There is also £1bn to help develop UK supply chains for the large-scale production of EVs, as announced in September last year.

CCL on gas to rise

While the Climate Change Levy (CCL) on electricity will not increase, it will rise for gas in 2022/23 and 2023/24. The Chancellor claims this is “another step towards equalising the rates and encouraging energy efficiency”.

He also said: "I will support the most energy-intensive industries to transition to net zero, by extending the Climate Change Agreements (CCA) scheme for a further two years.”

Diesel tax relief to be scrapped

Business tax relief for red diesel will be scrapped from April 2022, raising the duty from just over 11p per litre to around 58p – although agriculture, fish farming, rail and non-commercial (including domestic) heating will be excluded.

"It’s been a £2.4bn tax break for pollution that’s also hindered the development of cleaner alternatives. So I will abolish the tax relief for most sectors,” said Sunak.

Investment in carbon capture and storage

To help offset carbon emissions, there is £800m to invest to create two more carbon capture and storage clusters in the north of England and Scotland.

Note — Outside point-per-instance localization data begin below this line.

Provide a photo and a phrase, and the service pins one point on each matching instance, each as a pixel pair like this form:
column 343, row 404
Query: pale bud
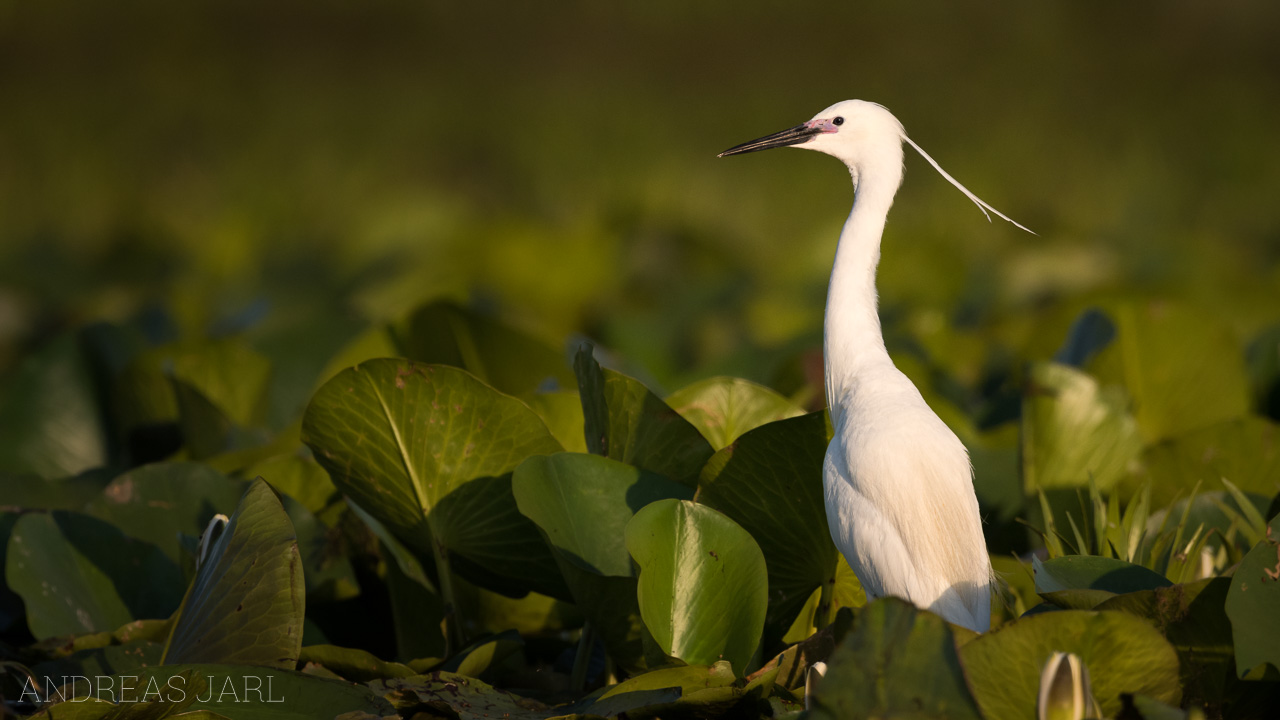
column 1065, row 693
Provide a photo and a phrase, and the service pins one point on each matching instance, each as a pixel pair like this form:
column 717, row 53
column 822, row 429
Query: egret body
column 897, row 482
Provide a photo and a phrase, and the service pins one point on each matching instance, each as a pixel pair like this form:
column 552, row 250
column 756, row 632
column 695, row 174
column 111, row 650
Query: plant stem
column 585, row 645
column 826, row 596
column 453, row 639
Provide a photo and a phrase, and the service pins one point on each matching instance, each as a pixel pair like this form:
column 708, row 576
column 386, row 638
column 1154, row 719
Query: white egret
column 899, row 484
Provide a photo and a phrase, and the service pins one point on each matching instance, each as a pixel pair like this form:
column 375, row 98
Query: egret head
column 854, row 131
column 865, row 136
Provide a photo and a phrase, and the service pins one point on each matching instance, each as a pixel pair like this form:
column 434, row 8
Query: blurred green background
column 296, row 172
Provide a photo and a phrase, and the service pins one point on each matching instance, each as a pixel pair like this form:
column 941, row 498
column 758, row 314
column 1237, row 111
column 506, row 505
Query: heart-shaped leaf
column 629, row 423
column 703, row 582
column 897, row 662
column 722, row 409
column 246, row 604
column 1074, row 431
column 501, row 356
column 1252, row 602
column 769, row 482
column 1123, row 654
column 579, row 502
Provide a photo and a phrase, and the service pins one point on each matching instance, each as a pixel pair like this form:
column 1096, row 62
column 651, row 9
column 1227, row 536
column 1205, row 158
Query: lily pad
column 1073, row 431
column 722, row 409
column 899, row 661
column 1123, row 654
column 1252, row 602
column 398, row 437
column 246, row 604
column 78, row 574
column 769, row 482
column 626, row 422
column 703, row 584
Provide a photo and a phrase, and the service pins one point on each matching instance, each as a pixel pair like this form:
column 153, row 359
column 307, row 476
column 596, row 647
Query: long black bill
column 791, row 136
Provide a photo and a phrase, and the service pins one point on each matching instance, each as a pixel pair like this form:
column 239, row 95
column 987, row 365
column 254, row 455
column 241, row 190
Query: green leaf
column 467, row 697
column 352, row 664
column 1252, row 602
column 626, row 422
column 579, row 502
column 50, row 415
column 1074, row 431
column 722, row 409
column 897, row 662
column 246, row 604
column 501, row 356
column 1184, row 369
column 398, row 437
column 769, row 482
column 1123, row 654
column 1246, row 451
column 1193, row 619
column 78, row 574
column 1088, row 572
column 703, row 582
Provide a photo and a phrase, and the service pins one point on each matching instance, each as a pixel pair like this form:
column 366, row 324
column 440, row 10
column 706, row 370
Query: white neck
column 853, row 338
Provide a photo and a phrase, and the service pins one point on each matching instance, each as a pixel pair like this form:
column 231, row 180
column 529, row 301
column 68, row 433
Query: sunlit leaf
column 897, row 662
column 703, row 583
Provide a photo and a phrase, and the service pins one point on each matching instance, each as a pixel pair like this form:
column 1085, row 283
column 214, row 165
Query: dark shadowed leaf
column 50, row 415
column 722, row 409
column 1073, row 431
column 626, row 422
column 897, row 662
column 397, row 437
column 78, row 574
column 1123, row 654
column 246, row 604
column 1252, row 602
column 703, row 583
column 769, row 482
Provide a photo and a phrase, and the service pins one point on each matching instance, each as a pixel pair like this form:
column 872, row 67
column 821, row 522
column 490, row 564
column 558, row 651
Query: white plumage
column 899, row 484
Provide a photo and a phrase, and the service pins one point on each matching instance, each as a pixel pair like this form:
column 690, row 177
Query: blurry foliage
column 355, row 251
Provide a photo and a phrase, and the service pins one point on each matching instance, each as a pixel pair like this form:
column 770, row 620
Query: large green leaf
column 769, row 482
column 1252, row 602
column 507, row 359
column 78, row 574
column 722, row 409
column 580, row 502
column 1246, row 451
column 1073, row 431
column 1193, row 619
column 398, row 437
column 246, row 604
column 1123, row 654
column 627, row 422
column 703, row 582
column 1091, row 572
column 50, row 415
column 1183, row 368
column 897, row 662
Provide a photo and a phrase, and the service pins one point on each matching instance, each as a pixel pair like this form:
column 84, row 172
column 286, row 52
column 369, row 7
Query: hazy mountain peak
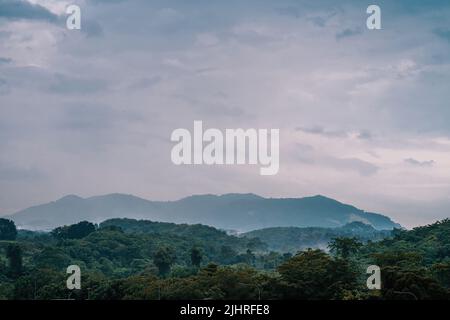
column 69, row 197
column 233, row 211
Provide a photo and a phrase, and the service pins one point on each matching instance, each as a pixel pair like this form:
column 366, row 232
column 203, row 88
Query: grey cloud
column 365, row 135
column 418, row 163
column 5, row 60
column 442, row 33
column 319, row 130
column 19, row 9
column 92, row 28
column 15, row 173
column 348, row 33
column 145, row 83
column 64, row 84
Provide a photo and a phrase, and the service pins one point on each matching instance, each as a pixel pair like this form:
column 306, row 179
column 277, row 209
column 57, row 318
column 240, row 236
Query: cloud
column 21, row 9
column 442, row 33
column 5, row 60
column 65, row 84
column 319, row 130
column 418, row 163
column 348, row 33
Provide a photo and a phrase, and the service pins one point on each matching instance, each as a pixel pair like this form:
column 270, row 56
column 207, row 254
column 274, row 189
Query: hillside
column 293, row 239
column 240, row 212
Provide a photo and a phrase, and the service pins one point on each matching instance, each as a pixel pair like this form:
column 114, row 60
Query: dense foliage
column 130, row 259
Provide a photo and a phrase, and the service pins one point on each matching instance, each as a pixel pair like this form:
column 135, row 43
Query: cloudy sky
column 364, row 115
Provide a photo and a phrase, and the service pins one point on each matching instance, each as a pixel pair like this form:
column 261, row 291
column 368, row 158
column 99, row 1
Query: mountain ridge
column 232, row 211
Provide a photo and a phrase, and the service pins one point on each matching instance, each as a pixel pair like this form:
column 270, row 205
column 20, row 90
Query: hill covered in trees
column 293, row 239
column 129, row 259
column 240, row 212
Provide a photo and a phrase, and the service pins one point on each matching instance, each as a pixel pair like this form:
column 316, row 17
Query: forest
column 131, row 259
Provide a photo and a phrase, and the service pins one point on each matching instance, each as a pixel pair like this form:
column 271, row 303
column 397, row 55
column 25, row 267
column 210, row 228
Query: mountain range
column 294, row 239
column 237, row 212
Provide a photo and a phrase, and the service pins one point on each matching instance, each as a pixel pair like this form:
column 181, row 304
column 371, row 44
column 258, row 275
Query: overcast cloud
column 363, row 115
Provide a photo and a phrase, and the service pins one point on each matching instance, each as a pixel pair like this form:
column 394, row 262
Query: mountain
column 294, row 239
column 241, row 212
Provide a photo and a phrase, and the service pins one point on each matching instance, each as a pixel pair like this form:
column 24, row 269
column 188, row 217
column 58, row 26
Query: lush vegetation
column 129, row 259
column 294, row 239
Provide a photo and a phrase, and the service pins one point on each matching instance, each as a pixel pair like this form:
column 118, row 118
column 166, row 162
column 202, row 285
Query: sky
column 363, row 114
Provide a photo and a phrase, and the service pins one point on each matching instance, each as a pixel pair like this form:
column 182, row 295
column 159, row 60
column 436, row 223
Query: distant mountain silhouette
column 294, row 239
column 241, row 212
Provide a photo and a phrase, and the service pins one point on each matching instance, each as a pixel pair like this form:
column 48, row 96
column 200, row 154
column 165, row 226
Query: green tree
column 14, row 255
column 313, row 274
column 8, row 230
column 344, row 247
column 163, row 259
column 196, row 257
column 75, row 231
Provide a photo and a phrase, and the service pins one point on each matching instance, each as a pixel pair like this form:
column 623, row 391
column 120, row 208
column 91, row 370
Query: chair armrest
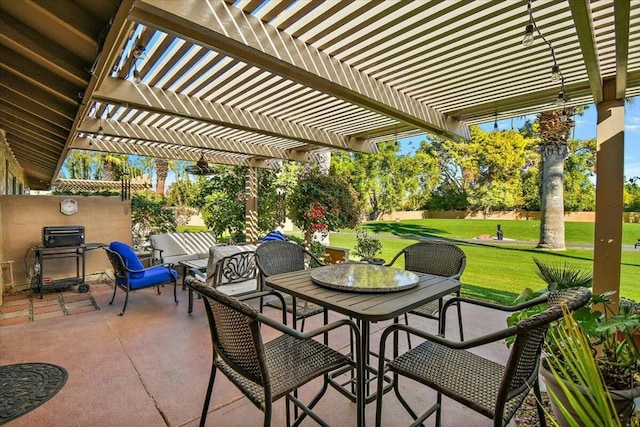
column 262, row 294
column 167, row 265
column 495, row 306
column 198, row 274
column 153, row 254
column 487, row 304
column 390, row 263
column 308, row 335
column 314, row 258
column 462, row 345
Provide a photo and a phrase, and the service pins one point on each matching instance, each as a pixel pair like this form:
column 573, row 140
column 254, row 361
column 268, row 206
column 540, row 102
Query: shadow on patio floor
column 150, row 367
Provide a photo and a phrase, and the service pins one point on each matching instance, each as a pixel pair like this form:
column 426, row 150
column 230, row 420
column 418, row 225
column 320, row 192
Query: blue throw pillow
column 274, row 235
column 129, row 257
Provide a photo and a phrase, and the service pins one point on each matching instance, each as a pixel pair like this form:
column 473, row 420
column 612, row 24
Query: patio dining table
column 360, row 291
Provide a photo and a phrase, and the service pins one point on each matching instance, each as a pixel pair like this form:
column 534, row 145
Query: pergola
column 248, row 82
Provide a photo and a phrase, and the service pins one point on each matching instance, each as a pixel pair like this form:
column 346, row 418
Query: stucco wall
column 8, row 164
column 570, row 216
column 104, row 218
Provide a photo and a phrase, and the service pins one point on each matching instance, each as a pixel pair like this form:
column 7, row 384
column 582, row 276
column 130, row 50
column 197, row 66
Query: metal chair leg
column 126, row 300
column 175, row 295
column 115, row 286
column 406, row 322
column 540, row 409
column 459, row 317
column 205, row 408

And to help natural carbon capture and storage, the government will plant 300,000 hectares of trees to create a forest “larger than Birmingham” and restore 35,000 hectares of peatland (a natural carbon sink).

Interestingly, energy efficiency doesn’t feature specifically.

More to come on energy efficiency?

For example, nearly £1.1bn has been pledged to build 70,000 new homes, but there’s no mention of any measures to ensure they meet Net Zero goals on efficiency.

Although in the full Budget statement, a Future Homes Standard is promised “in due course”.

As today’s Budget was the result of it being deferred from last year, another will follow in the Autumn as normal.

We are also waiting for more on the government’s plans to deliver Net Zero by 2050 in an Energy Whitepaper, also due later this year.

So there is clearly more to follow – and we will keep you posted.